Most imaging formats rip these strings of sectors into a giant file and then record some metadata information about the tracks and sectors.

ISO
This is perhaps the most common method for storing CD images. It’s generally only applicable to data CD-ROMs. File images generally end with a .iso extension. This refers to ISO-9660 which is the standard CD filesystem.

Sometimes, disc images ripped from other types of discs (like Xbox/360 or GameCube discs) bear the extension .iso, which is a bit of a misnomer since they aren’t formatted using the ISO-9660 filesystem. But the extension sort of stuck.

BIN / CUE
I see the BIN & CUE file format combination quite frequently. Reportedly, a program named CDRWIN deployed this format first. This format can handle a mixed mode CD (e.g., starts with a data track and is followed by a series of audio tracks), whereas ISO can only handle the data track. The BIN file contains the raw data while the CUE file is a text file that defines how the BIN file is formatted (how many bytes in a sector, how many sectors to each individual track).

CDI
This originates from a program called DiscJuggler. This is extremely prevalent in the Sega Dreamcast hobbyist community for some reason. I studied the raw hex dumps of some sample CDI files but there was no obvious data (mostly 0s). There is an open source utility called cdi2iso which is able to extract an ISO image from a CDI file. The program’s source clued me in that the metadata is actually sitting at the end of the image file. This makes sense when you consider how a ripping program needs to operate– copy tracks, sector by sector, and then do something with the metadata after the fact. Options include: 1) Write metadata at the end of the file (as seen here); 2) write metadata into a separate file (seen in other formats on this list); 3) write the data at the beginning of the file which would require a full rewrite of the entire (usually large) image file (I haven’t seen this yet).

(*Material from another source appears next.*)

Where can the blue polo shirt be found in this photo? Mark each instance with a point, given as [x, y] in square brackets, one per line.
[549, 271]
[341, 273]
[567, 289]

Anyway, I believe I have enough information to write a program that can interpret a CDI file. The reason this format is favored for Dreamcast disc images is likely due to the extreme weirdness of Dreamcast discs (it’s complicated, but eventually fits into my Grand Unified Theory of CDs, if you look at it from a high level).

MDF / MDS
MDF and MDS pairs come from a program called Alcohol 120%. The MDF file has the data while the MDS file contains the metadata. The metadata is in an opaque binary format, though. Thankfully, the Wikipedia page links to a description of the format. That’s another image format down.

CCD / SUB / IMG
The CloneCD Control File is one I just ran across today thanks to a new image posted at the IA Shareware Archive (see Super Duke Volume 2). I haven’t found any definitive documentation on this, but it also doesn’t seen too complicated. The .ccd file is a text file that is pretty self-explanatory. The sample linked above, however, only has a .ccd file and a .sub file. I’m led to believe that the .sub file contains subchannel information while a .img file is supposed to contain the binary data. So this rip might be incomplete (nope, the .img file is on the page, in the sidebar; thanks to Phil in the comments for pointing this out). The .sub file is a bit short compared to the Archive’s description of the disc’s contents (only about 4.6 MB of data) and when I briefly scrolled through, it didn’t look like it contains any real computer data. So it probably is just the disc’s subchannel data (something I glossed over in my Grand Unified Theory).

CSO
I have dealt with the CISO (compressed ISO) format before. It’s basically the same as a .iso file described above except that each individual 2048-byte data sector is compressed using zlib. The format boasts up to 9 compression levels, which shouldn’t be a big surprise since that correlates to zlib’s own compression tiers.

Others
Wikipedia has a category for optical disc image formats. Of course, there are numerous others. However, I haven’t encountered them in the wild for the purpose of broad image distribution.